Tragedi tsunami yang menerjang Jepang pada tahun 2011 meninggalkan bekas luka mendalam bagi masyarakat. Bencana alam ini datang di luar perkiraan, mengubah segalanya dalam sekejap.
Pada 11 Maret 2011, Ryo Kanouya, seorang saksi mata, mengisahkan hari itu dimulai seperti biasa. Ia berangkat kerja dan tenggelam dalam rutinitas kantor. Namun, ketenangan itu pecah pada pukul 15.30 waktu setempat. Getaran gempa dahsyat mengguncang wilayah Fukushima, memicu kepanikan massal.
Bangunan bergoyang hebat, orang-orang berhamburan mencari selamat. Gempa berkekuatan besar itu meluluhlantakkan infrastruktur, merobohkan bangunan, pohon, dan tiang listrik. Setelah 6 menit yang mencekam, gempa mereda, namun ancaman belum berakhir.
Peringatan tsunami segera dikeluarkan, mengumumkan potensi gelombang setinggi tiga meter. Perusahaan memerintahkan karyawan untuk pulang dan membantu warga. Ryo bergegas menuju rumahnya yang hanya berjarak satu kilometer dari pantai.
Di rumah, keluarganya menenangkan Ryo, berpikir bahaya telah berlalu. Namun, firasat buruk Ryo terbukti benar. Dari jendela, ia menyaksikan air laut bergerak cepat, menerjang rumahnya dengan kekuatan luar biasa. Gelombang tinggi menyapu tempat tinggalnya, menyeret Ryo dalam pusaran air. Diketahui kemudian, tinggi gelombang mencapai 40 meter.

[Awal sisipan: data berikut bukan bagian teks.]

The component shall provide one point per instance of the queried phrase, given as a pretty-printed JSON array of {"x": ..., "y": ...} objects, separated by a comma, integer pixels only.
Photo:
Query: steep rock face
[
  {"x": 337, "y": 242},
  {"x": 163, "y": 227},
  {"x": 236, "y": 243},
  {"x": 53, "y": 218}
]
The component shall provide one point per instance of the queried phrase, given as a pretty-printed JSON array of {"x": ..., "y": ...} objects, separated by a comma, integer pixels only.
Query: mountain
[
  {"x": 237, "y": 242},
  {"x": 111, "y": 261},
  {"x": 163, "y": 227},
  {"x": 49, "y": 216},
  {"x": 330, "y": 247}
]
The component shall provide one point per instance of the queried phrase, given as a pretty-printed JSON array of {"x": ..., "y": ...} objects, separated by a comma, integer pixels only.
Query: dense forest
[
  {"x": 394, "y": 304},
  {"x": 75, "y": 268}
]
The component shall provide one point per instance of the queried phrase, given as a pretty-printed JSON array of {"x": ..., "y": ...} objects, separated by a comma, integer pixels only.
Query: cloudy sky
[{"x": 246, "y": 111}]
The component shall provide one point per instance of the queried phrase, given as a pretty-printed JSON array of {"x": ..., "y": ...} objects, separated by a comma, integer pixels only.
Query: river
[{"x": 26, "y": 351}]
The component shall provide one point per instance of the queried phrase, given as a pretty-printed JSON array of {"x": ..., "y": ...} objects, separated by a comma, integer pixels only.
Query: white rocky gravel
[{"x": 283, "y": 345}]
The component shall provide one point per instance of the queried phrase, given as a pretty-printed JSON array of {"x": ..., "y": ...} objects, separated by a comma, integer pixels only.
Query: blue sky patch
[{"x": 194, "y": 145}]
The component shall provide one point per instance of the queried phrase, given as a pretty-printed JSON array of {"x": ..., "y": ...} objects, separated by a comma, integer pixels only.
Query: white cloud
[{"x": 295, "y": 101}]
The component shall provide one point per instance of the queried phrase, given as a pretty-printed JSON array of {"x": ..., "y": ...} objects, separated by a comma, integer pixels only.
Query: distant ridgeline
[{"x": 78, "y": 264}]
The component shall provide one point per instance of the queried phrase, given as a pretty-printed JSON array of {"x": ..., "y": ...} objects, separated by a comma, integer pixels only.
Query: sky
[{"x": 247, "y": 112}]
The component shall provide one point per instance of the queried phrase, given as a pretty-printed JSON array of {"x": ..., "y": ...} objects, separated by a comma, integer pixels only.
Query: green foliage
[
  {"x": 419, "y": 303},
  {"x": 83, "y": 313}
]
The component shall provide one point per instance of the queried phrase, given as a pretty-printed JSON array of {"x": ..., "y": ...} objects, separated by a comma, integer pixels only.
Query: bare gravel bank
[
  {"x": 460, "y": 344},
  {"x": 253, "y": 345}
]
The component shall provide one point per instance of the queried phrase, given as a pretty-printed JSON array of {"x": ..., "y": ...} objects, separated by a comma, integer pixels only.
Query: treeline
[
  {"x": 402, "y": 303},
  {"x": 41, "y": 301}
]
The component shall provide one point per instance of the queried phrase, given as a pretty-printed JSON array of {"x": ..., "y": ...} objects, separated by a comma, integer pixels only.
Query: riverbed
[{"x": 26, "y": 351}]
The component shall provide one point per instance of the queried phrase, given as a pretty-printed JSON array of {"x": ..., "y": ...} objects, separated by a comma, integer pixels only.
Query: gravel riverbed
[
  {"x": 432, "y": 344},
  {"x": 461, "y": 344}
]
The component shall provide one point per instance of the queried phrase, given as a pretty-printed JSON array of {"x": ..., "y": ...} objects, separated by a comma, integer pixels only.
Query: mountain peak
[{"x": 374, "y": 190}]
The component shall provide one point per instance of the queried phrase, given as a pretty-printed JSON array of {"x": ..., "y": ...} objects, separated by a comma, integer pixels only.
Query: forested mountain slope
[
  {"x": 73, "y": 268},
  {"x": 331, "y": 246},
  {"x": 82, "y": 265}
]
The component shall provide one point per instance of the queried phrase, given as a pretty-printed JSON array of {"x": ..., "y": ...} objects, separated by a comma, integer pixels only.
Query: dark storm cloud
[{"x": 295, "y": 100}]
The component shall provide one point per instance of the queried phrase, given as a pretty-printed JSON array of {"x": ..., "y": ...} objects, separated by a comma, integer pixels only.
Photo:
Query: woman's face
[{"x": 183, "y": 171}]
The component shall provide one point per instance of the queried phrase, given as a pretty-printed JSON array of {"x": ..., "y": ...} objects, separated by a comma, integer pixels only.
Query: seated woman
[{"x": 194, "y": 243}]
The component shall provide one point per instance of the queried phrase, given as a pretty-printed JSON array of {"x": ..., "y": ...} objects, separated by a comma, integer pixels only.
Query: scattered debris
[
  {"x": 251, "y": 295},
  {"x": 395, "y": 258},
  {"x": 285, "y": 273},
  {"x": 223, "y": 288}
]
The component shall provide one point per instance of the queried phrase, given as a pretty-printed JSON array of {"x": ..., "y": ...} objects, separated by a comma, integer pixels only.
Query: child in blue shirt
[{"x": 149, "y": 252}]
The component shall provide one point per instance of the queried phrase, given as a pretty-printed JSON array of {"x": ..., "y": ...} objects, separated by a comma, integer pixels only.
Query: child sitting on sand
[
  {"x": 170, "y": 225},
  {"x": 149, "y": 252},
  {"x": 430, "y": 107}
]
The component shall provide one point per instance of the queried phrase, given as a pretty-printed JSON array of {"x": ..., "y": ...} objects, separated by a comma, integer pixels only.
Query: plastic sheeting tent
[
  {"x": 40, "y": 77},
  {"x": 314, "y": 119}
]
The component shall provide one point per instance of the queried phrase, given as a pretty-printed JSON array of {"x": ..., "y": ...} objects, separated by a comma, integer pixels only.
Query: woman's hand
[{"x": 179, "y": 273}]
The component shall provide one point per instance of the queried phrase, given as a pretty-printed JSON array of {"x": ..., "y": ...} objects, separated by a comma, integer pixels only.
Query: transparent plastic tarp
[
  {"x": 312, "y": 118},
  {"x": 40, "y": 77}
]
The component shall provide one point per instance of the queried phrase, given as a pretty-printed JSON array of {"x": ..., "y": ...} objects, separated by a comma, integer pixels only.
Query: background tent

Terombang-ambing di air, Ryo pasrah. Ia melihat banyak orang tenggelam, berjuang di atas puing-puing, atau sudah tak bernyawa. "Lebih baik saya menghembuskan udara yang tersisa di paru-paru saya untuk mati," kenang Ryo.
Saat air surut, Ryo menginjak tanah yang rata dengan tanah. Banyak korban berjatuhan, namun ia bersyukur selamat tanpa luka. Ayah, ibu, dan saudara perempuannya pun selamat, meski neneknya hilang dan diduga meninggal dunia.
Gempa berkekuatan M9 memicu gelombang tsunami setinggi 40 meter yang bergerak dengan kecepatan 700 Km/Jam. Bencana ini menyebabkan lebih dari 18.500 orang meninggal, ribuan lainnya hilang atau terluka, dan menghancurkan ribuan rumah.
Malapetaka tak berhenti di situ. Keesokan harinya, reaktor nuklir Fukushima bocor, mencemari lingkungan dan memaksa penduduk mengungsi. Fukushima menjadi kota tak berpenghuni, menambah derita para korban.